Here’s what the life of Joseph has taught me about Psalm 112:4.

1). “Am I in place of God?” By begging for Joseph’s forgiveness, his brothers had placed him on somewhat of a pedestal where he knew he didn’t belong. At some point in his life Joseph had to come to the realization that he wasn’t calling the shots, and the sooner the better. We can’t know when and how his conversations with God turned his heart to submission. Was it in the initial betrayal when he was cast into the pit? Or was it on the road as he was being hauled away into slavery? Maybe as he sat on the dirty prison floor among criminals when he wasn’t one, that he surrendered to the idea that he wasn’t charge. Whenever it was, he learned the lesson we all need to come to grips with-placement is everything and we are not at the of the table.

2). “God meant it for good.” Darkness doesn’t exist simply for the sake of darkness. Paul understood this when he said, “And we know that all things work together for good to those who love God, to those who are the called according to His purpose” in Romans 8:28.

I can’t imagine being Joseph at the end of his life and reflecting on all he’d been through and having the rare opportunity of seeing the bigger picture. How different would his life have been and the life of his brothers had he chosen to wallow in his darkness, refuse to let the light in and seek revenge on those who’d wronged him? How would history have changed? Perspective is everything.

3). “I will provide for you.” There is a vast difference between the righteous and the unrighteous in how they behave toward other people, especially those who’ve wronged them. What separates the righteous from the unrighteous is from where they are living-out of a position of light or from a position of darkness. It is from a position of light that the upright mirror the life of Christ through their grace, compassion and righteousness. It’s amazing what a little light will do.

Unless we’ve chosen to live off the grid, out in the middle of nowhere completely devoid of human interaction, we will deal with people every day. That’s what this life is about. How we do it depends on what we do with our darkness. Darkness comes in many different forms. Everything from the death of a loved one to difficult relationships, fear, depression, worry, illness, all of it and so much more casts shadows of darkness over our lives often to the point of rendering us paralyzed, unable to function at the level of life we’ve been called to. At the point of our deepest darkness, we have a choice to either sink further into it or to surrender ourselves completely to God and let Him shine His light in the dark corners.

“And He was withdrawn from them about a stone’s throw, and he knelt down and prayed, saying, ‘Father, if it is Your will, take this cup away from me; nevertheless not My will but Yours, be done.’” Luke 22:41, 42.

“Now it was about the sixth hour, and there was darkness over all the earth until the ninth hour.
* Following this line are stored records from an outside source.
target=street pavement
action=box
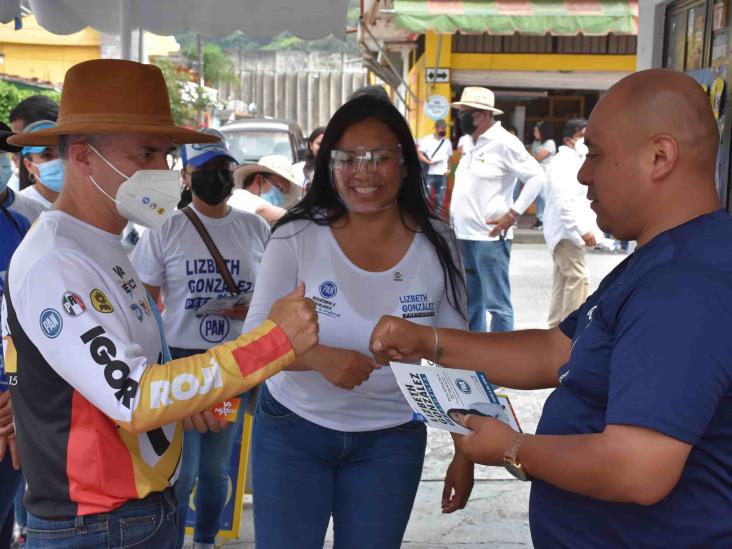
[189,243,627,548]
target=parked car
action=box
[219,118,307,164]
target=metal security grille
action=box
[452,33,637,55]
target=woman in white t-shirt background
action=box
[527,121,557,230]
[18,120,64,210]
[244,95,469,548]
[228,155,299,225]
[131,129,270,549]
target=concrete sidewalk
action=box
[186,244,626,548]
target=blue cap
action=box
[21,120,57,155]
[181,128,238,168]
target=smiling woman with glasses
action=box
[242,94,469,549]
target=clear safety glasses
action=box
[330,145,403,181]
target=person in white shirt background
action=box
[418,118,453,219]
[18,120,64,209]
[244,94,471,549]
[131,128,270,549]
[450,86,546,333]
[7,95,59,193]
[295,126,325,190]
[529,121,557,230]
[542,118,602,327]
[228,155,296,225]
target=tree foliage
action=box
[0,81,60,124]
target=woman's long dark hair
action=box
[275,95,466,319]
[304,126,326,170]
[534,121,556,144]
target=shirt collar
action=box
[475,120,503,144]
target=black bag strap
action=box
[181,207,239,295]
[429,138,446,159]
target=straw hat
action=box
[451,87,503,114]
[8,59,218,147]
[236,155,299,186]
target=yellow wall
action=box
[1,43,100,84]
[451,53,636,72]
[0,14,179,85]
[409,32,454,140]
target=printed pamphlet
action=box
[391,361,521,435]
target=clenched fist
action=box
[268,282,319,356]
[369,315,432,365]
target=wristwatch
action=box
[503,433,531,481]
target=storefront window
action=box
[664,1,709,71]
[686,5,707,69]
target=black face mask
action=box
[191,169,234,206]
[437,130,447,137]
[177,187,192,209]
[459,110,478,135]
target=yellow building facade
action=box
[0,15,179,85]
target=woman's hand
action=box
[442,447,475,513]
[315,348,380,390]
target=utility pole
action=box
[197,33,205,126]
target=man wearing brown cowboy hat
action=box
[0,59,319,547]
[451,86,545,334]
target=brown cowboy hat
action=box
[8,59,218,147]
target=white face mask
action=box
[573,137,588,157]
[87,143,180,230]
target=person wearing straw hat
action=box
[451,86,546,334]
[233,154,303,209]
[0,59,318,548]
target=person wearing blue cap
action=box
[130,128,271,549]
[18,120,64,209]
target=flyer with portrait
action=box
[391,361,521,435]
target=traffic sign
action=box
[426,67,450,83]
[425,95,450,121]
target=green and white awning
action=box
[392,0,638,36]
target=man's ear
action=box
[67,141,94,177]
[648,134,678,181]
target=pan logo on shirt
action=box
[313,281,340,319]
[61,292,86,317]
[90,289,114,314]
[399,293,435,319]
[393,271,403,282]
[130,303,144,322]
[319,281,337,299]
[199,315,230,343]
[39,308,63,338]
[112,265,138,297]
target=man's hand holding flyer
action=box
[391,362,521,435]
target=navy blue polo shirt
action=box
[530,210,732,547]
[1,204,30,391]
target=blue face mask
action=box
[0,154,13,194]
[34,158,65,192]
[261,181,286,207]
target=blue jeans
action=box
[170,347,248,547]
[459,238,514,332]
[252,385,426,549]
[25,488,177,548]
[16,474,27,527]
[0,452,21,546]
[425,174,447,217]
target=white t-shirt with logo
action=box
[131,204,270,350]
[419,133,454,176]
[243,217,467,432]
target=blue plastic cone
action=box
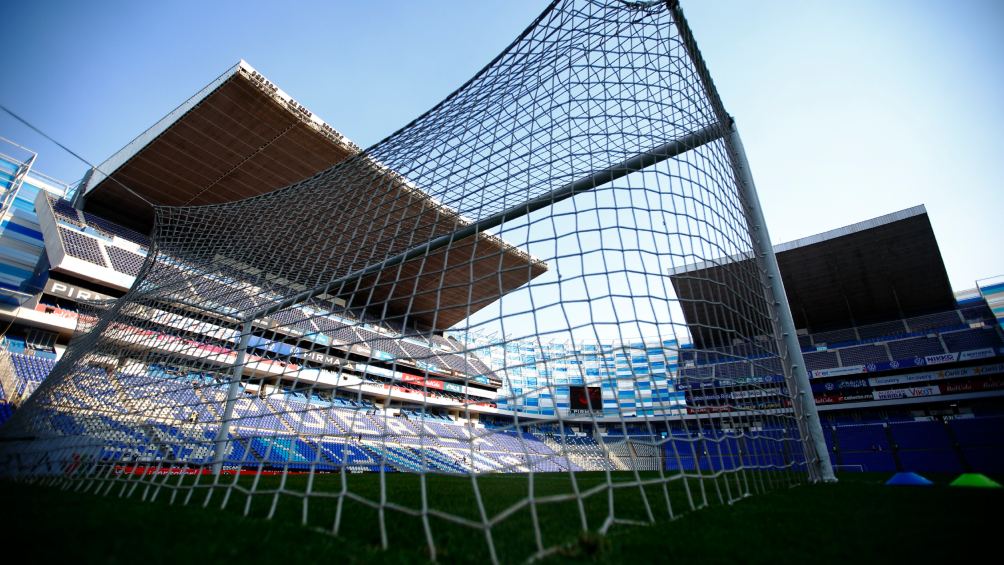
[885,472,934,486]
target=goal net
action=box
[0,0,832,561]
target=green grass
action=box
[3,471,1000,563]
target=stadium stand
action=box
[887,336,946,359]
[838,344,891,366]
[943,328,1002,352]
[0,58,1000,483]
[0,351,604,472]
[57,227,108,267]
[49,196,84,227]
[5,329,1000,475]
[78,209,149,246]
[105,246,145,277]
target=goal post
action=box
[664,0,834,482]
[724,123,836,483]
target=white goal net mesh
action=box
[0,1,828,561]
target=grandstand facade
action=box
[476,338,685,417]
[0,138,75,309]
[667,206,1004,474]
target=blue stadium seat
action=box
[942,328,1003,353]
[961,447,1004,474]
[835,424,888,451]
[905,311,966,334]
[889,421,951,450]
[887,337,945,360]
[897,450,962,474]
[856,320,909,341]
[949,417,1004,447]
[837,344,890,365]
[664,454,698,471]
[703,436,743,471]
[0,401,13,425]
[839,450,897,472]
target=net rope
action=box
[0,1,822,561]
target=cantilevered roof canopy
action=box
[78,60,359,232]
[670,206,956,348]
[76,60,546,331]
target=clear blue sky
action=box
[3,0,1002,291]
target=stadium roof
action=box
[77,60,360,231]
[74,60,546,331]
[670,205,956,348]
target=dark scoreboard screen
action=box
[569,386,602,411]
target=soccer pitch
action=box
[4,472,1000,563]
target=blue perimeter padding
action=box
[886,472,933,486]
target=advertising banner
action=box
[867,362,1004,387]
[815,392,872,404]
[809,348,1001,379]
[679,374,785,390]
[868,371,941,387]
[960,348,996,361]
[811,365,865,379]
[939,376,1004,394]
[44,279,114,302]
[686,391,729,403]
[923,353,960,366]
[730,388,782,400]
[372,350,395,361]
[872,385,940,400]
[812,378,870,393]
[400,373,444,390]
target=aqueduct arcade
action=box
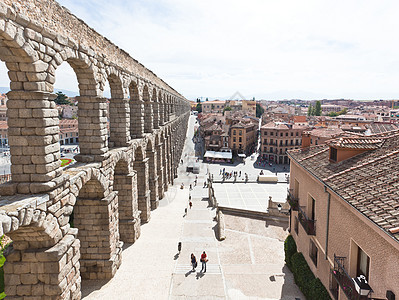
[0,1,190,299]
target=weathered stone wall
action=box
[0,1,191,299]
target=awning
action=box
[238,154,246,158]
[204,151,232,159]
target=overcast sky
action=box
[2,0,399,100]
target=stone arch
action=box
[133,145,150,223]
[129,80,144,138]
[73,177,122,280]
[112,156,141,243]
[143,85,153,133]
[107,72,130,147]
[146,138,159,209]
[3,210,81,299]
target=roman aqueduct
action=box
[0,1,191,298]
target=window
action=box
[270,139,273,145]
[357,246,370,279]
[286,132,288,136]
[285,140,288,146]
[270,147,273,152]
[263,147,266,152]
[271,132,274,136]
[239,130,242,136]
[296,132,298,136]
[330,147,337,162]
[309,240,318,267]
[263,139,267,144]
[233,137,236,142]
[239,137,242,142]
[264,131,267,136]
[294,217,299,234]
[280,132,283,137]
[233,130,236,135]
[239,144,242,149]
[291,132,293,136]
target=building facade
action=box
[229,120,257,155]
[260,122,306,164]
[287,131,399,300]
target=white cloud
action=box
[2,0,399,100]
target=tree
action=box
[315,101,322,116]
[54,92,71,105]
[195,103,202,113]
[328,112,338,117]
[307,104,312,116]
[256,103,264,118]
[223,106,232,115]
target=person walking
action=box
[178,242,182,253]
[191,253,197,271]
[189,201,192,209]
[200,251,207,273]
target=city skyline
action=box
[2,0,399,100]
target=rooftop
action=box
[288,130,399,241]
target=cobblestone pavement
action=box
[82,116,303,299]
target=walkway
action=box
[82,116,303,299]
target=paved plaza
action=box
[81,115,303,299]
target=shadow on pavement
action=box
[196,272,205,280]
[185,270,195,277]
[81,279,110,298]
[174,253,180,260]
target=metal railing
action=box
[287,188,299,211]
[331,255,366,300]
[298,206,316,235]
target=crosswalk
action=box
[174,263,221,275]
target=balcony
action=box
[287,189,298,210]
[298,206,316,235]
[331,255,369,300]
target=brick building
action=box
[260,122,307,164]
[287,131,399,300]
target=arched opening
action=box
[0,61,10,182]
[107,73,129,148]
[73,178,121,280]
[129,81,143,139]
[133,146,150,223]
[113,159,140,243]
[146,139,159,210]
[54,61,80,166]
[143,85,153,133]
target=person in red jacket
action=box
[200,251,207,273]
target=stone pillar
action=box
[146,149,159,210]
[109,98,130,147]
[158,101,164,126]
[6,91,62,194]
[153,101,160,129]
[114,172,141,243]
[4,229,81,299]
[167,137,173,185]
[162,139,169,192]
[130,99,144,139]
[134,158,151,223]
[144,101,153,133]
[164,101,169,123]
[156,142,164,200]
[76,96,108,162]
[75,191,122,280]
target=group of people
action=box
[191,251,208,273]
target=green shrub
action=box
[291,252,315,296]
[308,277,331,300]
[284,235,297,269]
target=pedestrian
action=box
[239,171,241,177]
[189,201,192,209]
[189,194,191,201]
[178,242,182,253]
[189,184,192,190]
[191,253,197,271]
[200,251,207,273]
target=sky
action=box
[2,0,399,100]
Then the sun was darkened, and the veil of the temple was torn in two. And when Jesus had cried out with a loud voice, He said, ‘Father, in to your hands I commit My spirit.’ Having said this, He breathed His last.” (Luke 23:44-46, NKJV).
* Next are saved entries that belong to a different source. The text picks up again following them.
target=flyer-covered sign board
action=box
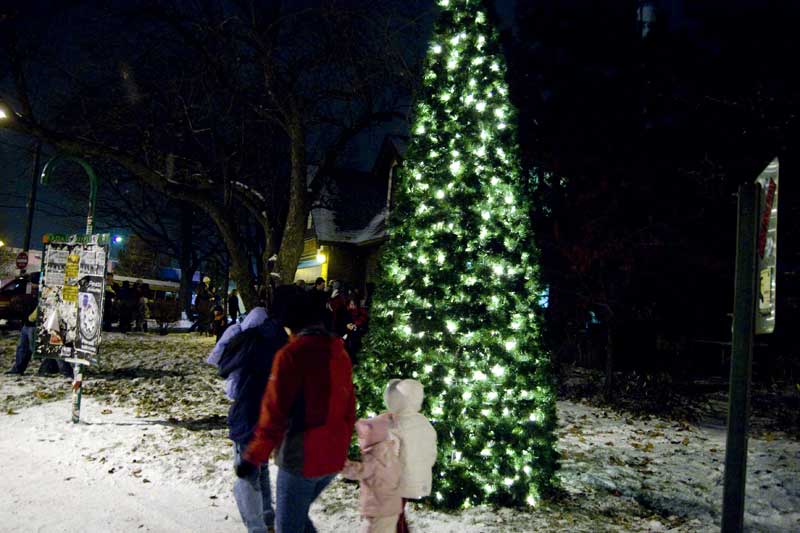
[754,159,779,335]
[34,233,109,363]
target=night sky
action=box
[0,0,523,249]
[1,0,797,251]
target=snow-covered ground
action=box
[0,332,798,532]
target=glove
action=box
[235,459,257,478]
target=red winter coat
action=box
[349,306,369,330]
[328,293,348,336]
[244,328,356,477]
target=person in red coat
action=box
[238,288,356,533]
[327,280,348,336]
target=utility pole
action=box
[20,140,42,272]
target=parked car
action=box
[0,272,40,328]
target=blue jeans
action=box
[233,442,274,532]
[11,325,35,373]
[275,468,335,533]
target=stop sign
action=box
[16,252,29,270]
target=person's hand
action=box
[235,459,257,478]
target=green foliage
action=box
[357,0,558,509]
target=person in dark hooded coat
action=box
[207,285,300,533]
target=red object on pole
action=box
[16,252,29,270]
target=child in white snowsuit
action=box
[383,379,437,532]
[342,413,403,533]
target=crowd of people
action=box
[304,277,371,364]
[189,277,254,338]
[198,276,372,364]
[102,274,152,333]
[207,283,437,533]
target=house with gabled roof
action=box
[295,135,406,293]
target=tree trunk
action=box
[179,263,196,318]
[274,123,308,284]
[208,210,258,310]
[223,252,230,315]
[229,251,257,310]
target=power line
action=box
[0,204,84,218]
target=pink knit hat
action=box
[355,412,395,449]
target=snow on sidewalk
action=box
[1,333,798,532]
[0,399,240,533]
[4,395,797,532]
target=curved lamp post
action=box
[40,155,100,423]
[40,155,99,236]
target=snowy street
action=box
[1,332,798,532]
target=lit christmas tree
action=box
[357,0,558,510]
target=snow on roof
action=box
[306,134,404,246]
[312,207,387,245]
[311,167,389,246]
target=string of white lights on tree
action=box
[357,0,559,509]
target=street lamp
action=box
[0,98,13,121]
[113,235,124,244]
[0,240,5,247]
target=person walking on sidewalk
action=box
[237,290,356,533]
[228,289,241,323]
[6,308,73,378]
[192,278,212,334]
[342,412,403,532]
[384,379,438,533]
[5,307,37,375]
[207,287,297,533]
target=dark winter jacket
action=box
[309,289,328,325]
[210,317,229,341]
[217,315,288,445]
[244,327,356,477]
[228,295,239,319]
[195,284,211,314]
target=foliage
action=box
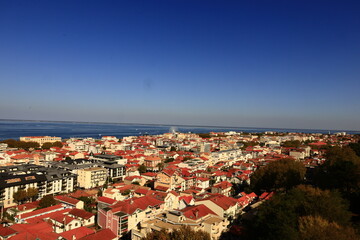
[282,140,301,148]
[122,189,131,196]
[39,195,57,208]
[142,225,210,240]
[157,162,164,170]
[52,141,63,148]
[41,142,54,149]
[245,185,353,240]
[165,157,174,163]
[314,146,360,214]
[138,164,147,173]
[0,139,40,150]
[239,141,258,150]
[298,215,359,240]
[13,189,27,203]
[26,187,39,201]
[198,133,212,138]
[97,189,103,197]
[170,146,177,152]
[250,158,306,193]
[348,141,360,156]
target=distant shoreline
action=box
[0,118,358,133]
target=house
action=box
[133,204,229,240]
[68,208,95,227]
[55,195,84,209]
[211,181,233,197]
[154,169,185,191]
[77,167,107,189]
[97,196,164,238]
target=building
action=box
[97,196,164,238]
[0,164,76,208]
[20,136,62,146]
[77,167,107,189]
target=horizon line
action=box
[0,118,358,133]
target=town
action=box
[0,130,359,240]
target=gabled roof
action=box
[97,196,117,205]
[60,226,95,240]
[69,208,95,220]
[0,225,17,237]
[79,228,116,240]
[55,196,80,205]
[110,196,164,215]
[180,204,217,220]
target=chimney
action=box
[72,234,77,240]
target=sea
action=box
[0,120,359,141]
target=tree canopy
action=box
[250,158,306,193]
[39,195,57,208]
[245,185,355,240]
[142,225,210,240]
[313,146,360,215]
[0,139,40,150]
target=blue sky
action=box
[0,0,359,130]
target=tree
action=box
[39,195,57,208]
[298,215,359,240]
[138,164,147,173]
[282,140,301,148]
[26,187,39,201]
[349,141,360,156]
[157,162,164,171]
[314,146,360,214]
[42,142,53,149]
[245,185,353,240]
[52,141,63,148]
[165,157,174,163]
[170,146,177,152]
[142,225,210,240]
[13,190,27,204]
[250,158,306,193]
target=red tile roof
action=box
[0,225,17,237]
[60,226,95,240]
[180,204,217,220]
[97,196,117,205]
[69,208,95,220]
[55,196,80,205]
[79,228,116,240]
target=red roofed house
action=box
[133,204,228,240]
[55,195,84,209]
[211,181,233,197]
[68,208,95,227]
[97,196,164,238]
[143,156,162,171]
[0,225,17,240]
[78,228,117,240]
[195,194,240,219]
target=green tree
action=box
[314,146,360,215]
[138,164,147,173]
[39,195,57,208]
[250,158,306,193]
[170,146,177,152]
[246,185,353,240]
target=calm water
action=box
[0,120,358,140]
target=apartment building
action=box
[0,165,76,208]
[20,136,62,146]
[77,167,107,189]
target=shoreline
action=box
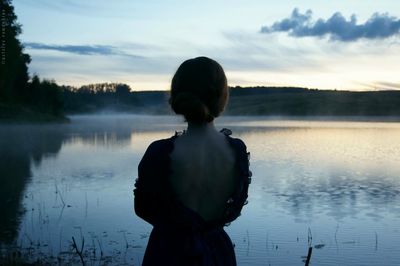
[2,109,400,125]
[0,104,70,124]
[67,113,400,122]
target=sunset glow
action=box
[13,0,400,91]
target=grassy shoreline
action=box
[0,104,70,124]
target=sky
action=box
[13,0,400,91]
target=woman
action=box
[134,56,251,266]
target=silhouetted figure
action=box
[134,57,251,266]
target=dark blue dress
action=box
[134,129,251,266]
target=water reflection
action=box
[0,116,399,265]
[0,126,64,243]
[0,116,184,245]
[64,115,185,147]
[272,174,400,221]
[244,126,400,222]
[66,131,132,147]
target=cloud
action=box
[16,0,94,15]
[15,0,139,19]
[375,81,400,90]
[25,42,113,55]
[261,8,400,42]
[24,42,142,58]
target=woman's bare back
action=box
[170,128,236,222]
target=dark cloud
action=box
[25,42,114,55]
[261,8,400,41]
[24,42,142,58]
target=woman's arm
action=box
[134,140,170,225]
[224,138,252,224]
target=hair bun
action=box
[171,92,212,123]
[170,57,228,123]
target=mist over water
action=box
[1,115,400,265]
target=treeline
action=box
[62,85,400,117]
[63,83,135,113]
[62,83,170,114]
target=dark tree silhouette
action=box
[28,75,64,115]
[0,0,31,103]
[0,0,65,120]
[62,83,144,113]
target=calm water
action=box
[1,115,400,265]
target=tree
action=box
[28,75,64,115]
[115,83,130,98]
[0,0,31,103]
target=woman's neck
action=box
[186,121,216,135]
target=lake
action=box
[1,115,400,265]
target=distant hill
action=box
[226,87,400,117]
[63,86,400,118]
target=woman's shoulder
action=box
[139,137,176,171]
[143,134,177,155]
[144,128,248,156]
[220,128,248,152]
[220,127,251,183]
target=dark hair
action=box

Talk about darkness! The whole earth was shrouded in it. Jesus, the perfect Son of God, surrendered His will to the Father, gave up His Spirit and finished the work they had set out to do from the moment of the Fall. To the human eye, the crucifixion was a dark day, but the bigger picture would argue otherwise. To those of us who know Him personally, the light seeped in the moment He died and the veil was torn giving us unlimited access to Him culminating at His resurrection. Because of His willingness to die in the murky darkness of sin, He made a way for us to experience His light in our lives. His surrender granted us grace and compassion. This is what the righteous man is to mirror. The darkness often has a higher purpose, but not for the purpose of wallowing in it. We would do well to remember our place, surrender to it, and allow the light of God in so that our dealings with others will be marked by grace, compassion and righteousness.